For the first time in Lebanon LAU holds Japanese Noh theater activities

Dr. Naohiko Umewaka, a well-known Noh master, led LAU events on this form of classical Japanese drama that has been performed since the 14th century.


Noh master Dr. Naohiko Umewaka (right) teaching Noh dance techniques to Lebanese actors and performing arts students.


A Lebanese actor during the performance of Umewaka's The Italian Restaurant at LAU.


Umewaka explaining the Japanese Noh theater tradition in the Gulbenkian Theatre, Beirut campus.


Umewaka teaching concentration techniques to the workshop participants.


Workshop participants rehearsing for The Italian Restaurant, a play written and directed by Umewaka.
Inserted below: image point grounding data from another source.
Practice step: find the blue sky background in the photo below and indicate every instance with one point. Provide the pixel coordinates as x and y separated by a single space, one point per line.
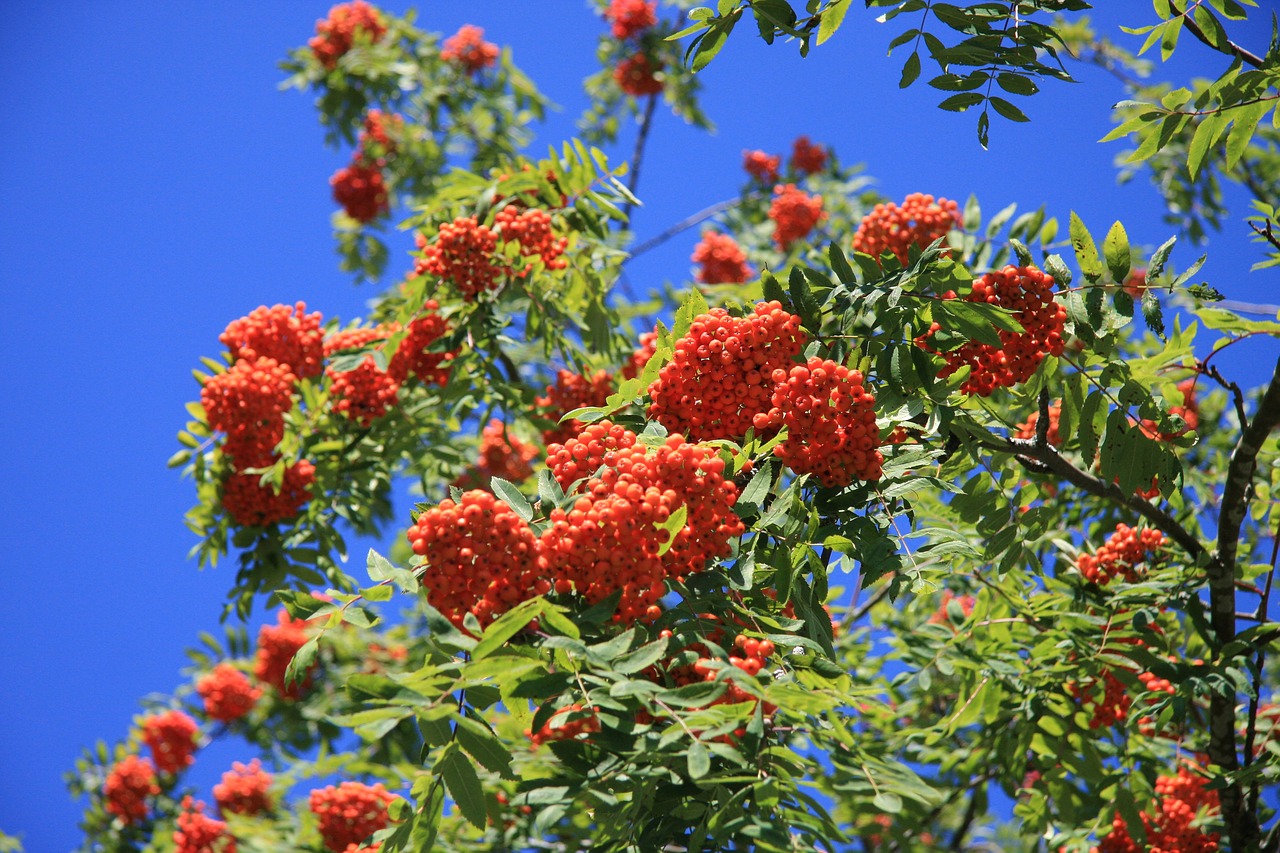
155 185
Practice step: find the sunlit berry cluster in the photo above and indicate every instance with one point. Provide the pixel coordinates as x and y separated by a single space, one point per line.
794 213
365 392
350 812
250 503
288 334
501 455
199 833
721 260
277 644
462 252
172 738
228 693
762 167
1124 555
609 539
1029 295
337 33
638 77
129 784
245 789
566 724
480 557
568 392
1183 803
1027 429
890 228
808 158
630 18
831 423
531 228
720 382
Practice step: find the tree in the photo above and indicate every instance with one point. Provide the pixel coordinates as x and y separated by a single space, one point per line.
622 630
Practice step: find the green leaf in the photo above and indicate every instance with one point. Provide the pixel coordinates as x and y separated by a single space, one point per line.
464 785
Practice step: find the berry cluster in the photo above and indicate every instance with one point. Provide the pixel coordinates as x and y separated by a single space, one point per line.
228 693
172 739
830 420
608 539
469 49
480 557
250 503
1029 295
638 77
762 167
572 391
501 455
1123 555
199 833
366 392
720 382
288 334
128 785
277 644
245 789
1027 429
630 18
794 213
565 724
1183 802
808 158
337 33
890 228
722 260
350 812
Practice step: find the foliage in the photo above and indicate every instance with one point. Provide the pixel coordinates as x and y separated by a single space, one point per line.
1038 585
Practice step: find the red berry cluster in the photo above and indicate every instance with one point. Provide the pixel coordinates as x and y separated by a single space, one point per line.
720 382
245 789
172 738
277 644
366 392
480 557
531 228
638 77
607 541
1183 801
1123 555
250 503
572 391
808 158
464 254
337 33
1029 295
288 334
228 693
469 49
199 833
565 724
350 812
762 167
794 213
1027 429
248 402
722 260
128 785
630 17
584 454
920 220
501 455
830 420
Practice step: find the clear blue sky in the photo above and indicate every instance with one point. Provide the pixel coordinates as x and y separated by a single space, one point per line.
155 185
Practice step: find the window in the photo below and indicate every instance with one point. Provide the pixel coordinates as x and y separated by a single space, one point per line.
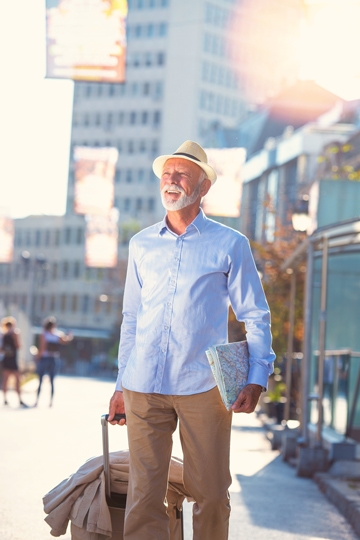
151 204
52 302
148 59
134 89
67 235
146 89
162 29
158 90
79 235
55 271
37 238
65 269
76 269
18 238
85 303
160 59
136 60
157 118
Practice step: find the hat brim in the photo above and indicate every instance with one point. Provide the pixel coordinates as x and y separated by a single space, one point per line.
159 163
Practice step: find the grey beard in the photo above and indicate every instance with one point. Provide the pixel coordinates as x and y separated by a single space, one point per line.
182 202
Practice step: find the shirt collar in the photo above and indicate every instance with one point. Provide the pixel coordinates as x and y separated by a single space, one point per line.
199 223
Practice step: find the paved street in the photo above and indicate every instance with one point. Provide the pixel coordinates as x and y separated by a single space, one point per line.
42 446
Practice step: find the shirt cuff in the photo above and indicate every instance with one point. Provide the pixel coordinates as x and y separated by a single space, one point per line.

Scene from The Italian Restaurant.

Click on any photo above to view all six images

When Dr. Naohiko Umewaka started talking about Noh theater, a form of classical Japanese musical drama that has been performed since the 14th century, the entire audience at LAU’s Gulbenkian Theatre was mesmerized.

Wearing his traditional kimono, the well-known Noh master demonstrated the techniques of the art form during a lecture, which was held on August 28 as part of the “Noh Theater at LAU” activities — the first of their kind in Lebanon — that took place on the Beirut campus in the end of August and beginning of September.

Umewaka said only male actors traditionally performed Noh plays — women were allowed to act only 80 years ago. He showed a traditional ritual Noh actors perform at the beginning of a performance when they salute the audience and their fellow performers. He explained traditional concentration exercises performers could use, and the specific way they should move around the stage. He also stressed the importance of showing pure — even exaggerated — emotions.

“His lecture was fantastic,” says Dr. Mona Knio, LAU associate professor of arts and communication. “He talked for two hours and then the students cornered him at the reception and asked questions for another two hours. It’s such a satisfaction to have him here,” she adds.

Besides the lecture/demo, Umewaka also led a Noh theater workshop that gathered around 20 professional actors and performing arts university students at LAU for eight days between August 29 and September 8.

During the workshop, the participants auditioned and rehearsed for Umewaka’s newest play, The Italian Restaurant, which was performed in Arabic on the Gulbenkian stage on September 8. It is a ghost story — as per Noh theater tradition — that takes place in a restaurant, Umewaka explains.

Noh theater “was so new to us,” Ahla Mawad, a professional actress who took part in the workshop, said during a rehearsal. “I had an idea about it from my theater history course in university and I have a passion to learn about any kind of theater. Now I am so fascinated that I can’t sleep at night and I write notes about what he had said to us during the day,” she added.

Umewaka says it is the first time he holds a workshop in Lebanon, although he has been married to a Lebanese for 26 years. “I know it is new to them [the participants], but most of them did very well,” he adds.

Umewaka started acting at the age of 3 and played his first main role six years later, following in the footsteps of his father, the late Naoyoshi Umewaka, who is considered a legendary Noh actor.

In 1995 Umewaka received a doctorate in drama from the University of London, where he now teaches as a visiting professor. He is also an associate professor in arts management at Shizuoka University of Art and Culture. Leader of the Umewaka Noh Theater Troupe, he has composed, choreographed and directed a number of new Noh plays.

The Noh activities at LAU were organized by LAU’s Department of Arts and Communication in collaboration with the Embassy of Japan in Lebanon and the Arab Theater Training Center.